The panel's opinion is that the work of the scientists doing climate research "is fundamentally statistical", echoing Thompson's argument.

A few years ago Gregory F. Treverton, Director, RAND Center for Global Risk and Security, wrote an interesting article, Risks and Riddles, where he made a wonderful distinction between puzzles and mysteries: "Puzzles can be solved; they have answers", "A mystery cannot be answered; it can only be framed". But the connection he made between puzzles and mysteries to information is compelling,

Puzzle-solving is frustrated by a lack of information.
By contrast, mysteries often grow out of too much information. (Gregory F. Treverton)

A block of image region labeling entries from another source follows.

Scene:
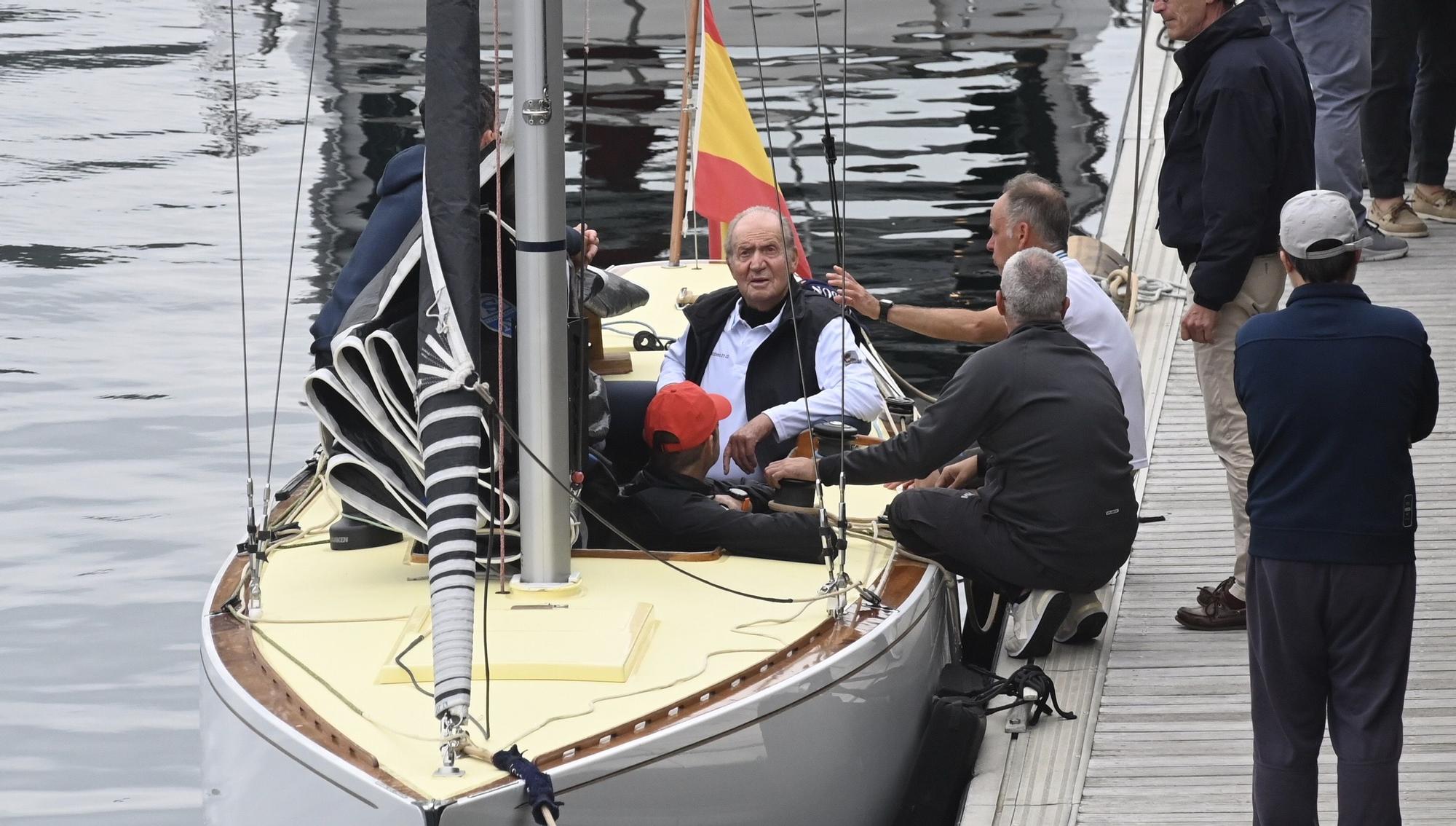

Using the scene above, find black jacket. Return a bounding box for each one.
[1158,0,1322,310]
[818,322,1137,587]
[1233,284,1437,564]
[619,468,824,562]
[683,275,860,468]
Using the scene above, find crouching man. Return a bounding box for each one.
[620,382,824,562]
[767,249,1137,657]
[1233,189,1437,826]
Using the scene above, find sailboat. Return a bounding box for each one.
[201,0,960,826]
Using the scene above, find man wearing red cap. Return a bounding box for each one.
[617,382,823,562]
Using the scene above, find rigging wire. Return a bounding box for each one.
[227,0,256,524]
[264,0,323,507]
[745,0,844,581]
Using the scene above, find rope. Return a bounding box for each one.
[264,0,323,503]
[227,0,256,524]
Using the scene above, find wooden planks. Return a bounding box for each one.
[1076,192,1456,825]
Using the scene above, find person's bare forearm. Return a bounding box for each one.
[881,304,1006,344]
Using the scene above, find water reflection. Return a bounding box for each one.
[0,0,1136,825]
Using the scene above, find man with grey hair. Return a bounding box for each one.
[657,207,884,481]
[827,172,1147,472]
[767,249,1137,657]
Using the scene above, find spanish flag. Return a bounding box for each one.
[693,0,811,278]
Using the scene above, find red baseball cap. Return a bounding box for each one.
[642,382,732,453]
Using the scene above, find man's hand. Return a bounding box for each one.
[1182,304,1219,344]
[724,414,773,473]
[826,267,879,319]
[763,456,818,487]
[571,224,601,270]
[935,456,981,488]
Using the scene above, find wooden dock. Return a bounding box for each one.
[962,15,1456,826]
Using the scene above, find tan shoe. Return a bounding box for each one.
[1411,186,1456,224]
[1370,201,1431,237]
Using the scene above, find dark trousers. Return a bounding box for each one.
[1360,0,1456,198]
[1245,556,1415,826]
[890,488,1095,597]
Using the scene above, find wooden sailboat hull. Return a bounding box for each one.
[201,559,954,826]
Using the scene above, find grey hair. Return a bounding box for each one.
[724,204,799,272]
[1002,172,1072,249]
[1000,246,1067,323]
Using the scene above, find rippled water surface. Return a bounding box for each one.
[0,0,1136,825]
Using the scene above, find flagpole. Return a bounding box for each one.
[667,0,702,267]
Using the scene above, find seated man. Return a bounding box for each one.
[767,249,1137,657]
[619,382,824,562]
[657,207,884,479]
[828,172,1147,472]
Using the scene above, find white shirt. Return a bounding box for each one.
[657,299,885,481]
[1057,252,1147,468]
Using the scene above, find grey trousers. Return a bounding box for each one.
[1245,556,1415,826]
[1192,255,1286,599]
[1264,0,1383,221]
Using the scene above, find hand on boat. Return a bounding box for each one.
[574,224,601,267]
[826,267,879,319]
[1181,304,1219,344]
[763,456,818,487]
[724,414,773,473]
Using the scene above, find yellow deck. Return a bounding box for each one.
[255,262,893,800]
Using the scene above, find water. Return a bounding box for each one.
[0,0,1137,825]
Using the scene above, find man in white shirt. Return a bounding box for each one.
[828,172,1147,479]
[657,207,884,481]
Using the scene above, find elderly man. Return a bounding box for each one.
[1233,191,1439,826]
[657,207,884,479]
[1153,0,1315,631]
[828,172,1147,472]
[767,249,1137,657]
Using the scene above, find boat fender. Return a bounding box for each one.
[491,746,561,826]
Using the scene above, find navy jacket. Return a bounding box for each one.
[1233,284,1437,564]
[309,144,425,361]
[1158,0,1315,310]
[309,144,581,367]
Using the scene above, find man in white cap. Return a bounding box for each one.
[1233,189,1437,825]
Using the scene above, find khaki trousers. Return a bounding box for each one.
[1190,255,1284,599]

There is so much information these days that another Wired magazine writer, Chris Anderson, calls it the Petabyte Age. A petabyte is a lot of data, a petabyte is a quadrillion bytes (1015), or the equivalent to about 13 years of HD-TV video. Google handles so much information that in 2008 was processing over 20 petabytes of data per day. In this data deluge, how do we know what to keep (signal) and what to throw away (noise)? That is why statistics is the new grammar.




Friday, November 20, 2009

Lack of Statistical Reasoning

In Sunday Book Review's Up Front: Steven Pinker section of the New York Times, it was interesting to read about Malcom Gladwell's comment on "getting a master's degree in statistics" in order "to break into journalism today". This has been a great year for statistics considering Google's chief economist, Hal Varian, comment earlier this year: “I keep saying that the sexy job in the next 10 years will be statisticians”, and the Wall Street Journal's The Best and Worst Jobs survey which has Mathematician as number 1, and Statistician as number 3.

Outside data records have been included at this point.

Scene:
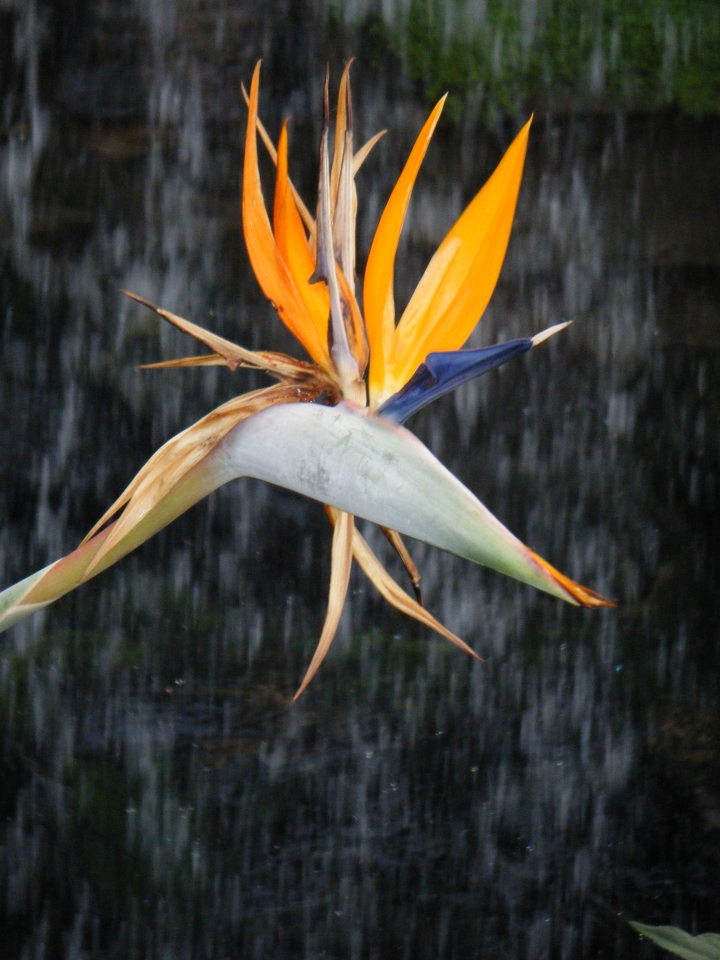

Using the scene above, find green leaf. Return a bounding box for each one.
[630,921,720,960]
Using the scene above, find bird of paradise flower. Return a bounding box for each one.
[0,63,613,698]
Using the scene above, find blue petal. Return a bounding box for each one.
[378,337,533,423]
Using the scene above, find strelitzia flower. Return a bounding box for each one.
[0,64,612,697]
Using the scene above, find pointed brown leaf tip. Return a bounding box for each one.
[323,63,330,130]
[347,71,353,133]
[120,290,160,315]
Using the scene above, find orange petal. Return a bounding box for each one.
[325,505,484,662]
[330,57,355,217]
[526,547,617,607]
[273,123,330,358]
[242,63,327,367]
[293,510,355,700]
[363,97,445,406]
[382,118,532,399]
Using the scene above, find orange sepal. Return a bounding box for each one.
[363,97,445,406]
[242,63,327,366]
[527,547,617,607]
[388,118,532,399]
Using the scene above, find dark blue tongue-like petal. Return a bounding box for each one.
[378,337,533,423]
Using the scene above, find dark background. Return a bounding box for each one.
[0,0,720,960]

What really caught my attention in Sunday's Up Front was Prof. Steven Pinker's, who wrote the review on Gladwell's new book "What the Dog Saw", remark when asked "what is the most important scientific concept that lay people fail to understand". He said: “Statistical reasoning. A difficulty in grasping probability underlies fallacies from medical quackery and stock-market scams to misinterpreting sex differences and the theory of evolution.”

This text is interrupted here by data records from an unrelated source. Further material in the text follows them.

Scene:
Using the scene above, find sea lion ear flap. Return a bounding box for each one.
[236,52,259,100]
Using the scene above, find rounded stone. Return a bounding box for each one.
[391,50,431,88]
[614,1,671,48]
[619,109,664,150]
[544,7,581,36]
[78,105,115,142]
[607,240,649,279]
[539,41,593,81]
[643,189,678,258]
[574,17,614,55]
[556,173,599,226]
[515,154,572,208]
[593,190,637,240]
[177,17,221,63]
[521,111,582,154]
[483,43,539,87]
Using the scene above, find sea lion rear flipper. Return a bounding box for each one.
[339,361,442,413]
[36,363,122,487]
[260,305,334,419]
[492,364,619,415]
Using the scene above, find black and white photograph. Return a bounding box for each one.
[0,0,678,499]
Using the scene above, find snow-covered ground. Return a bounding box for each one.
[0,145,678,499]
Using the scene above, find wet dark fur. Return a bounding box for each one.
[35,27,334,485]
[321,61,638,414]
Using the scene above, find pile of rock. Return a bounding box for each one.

I agree with him but I believe that is not only lay people that lack statistical reasoning, but as scientists and engineers we sometimes forget about Statistical Thinking. Statistical Thinking is a philosophy of learning and action that recognizes that:

  • All work occurs in a system of interconnected processes,
  • Variation exists in all processes, and
  • Understanding and reducing variation is key for success

Globalization and a focus on environmental issues is helping us to "think globally", or look at systems rather than individual processes. When it comes to realizing that variation exists in everything we do, we lose sight of it as if we were in a "physics lab where there is no friction". We may believe that if we do things in "exactly" the same way, we'll get the same result. Process engineers know first hand that doing things "exactly" the same way is a challenge because of variation in raw materials, equipment, methods, operators, environmental conditions, etc. They understand the need for operating "on target with minimum variation". Understanding and minimizing variation bring about consistency, more "elbow room" to move within specifications, and makes it possible to achieve six sigma levels of quality.

This understanding of variation is key in other disciplines as well. I am waiting for the day when financial reports do not just compare a given metric with the previous year, but utilize process behavior (control) charts to show the distribution of the metric over time, giving us a picture of its trends, of its variation, helping us not to confuse the signals with the noise.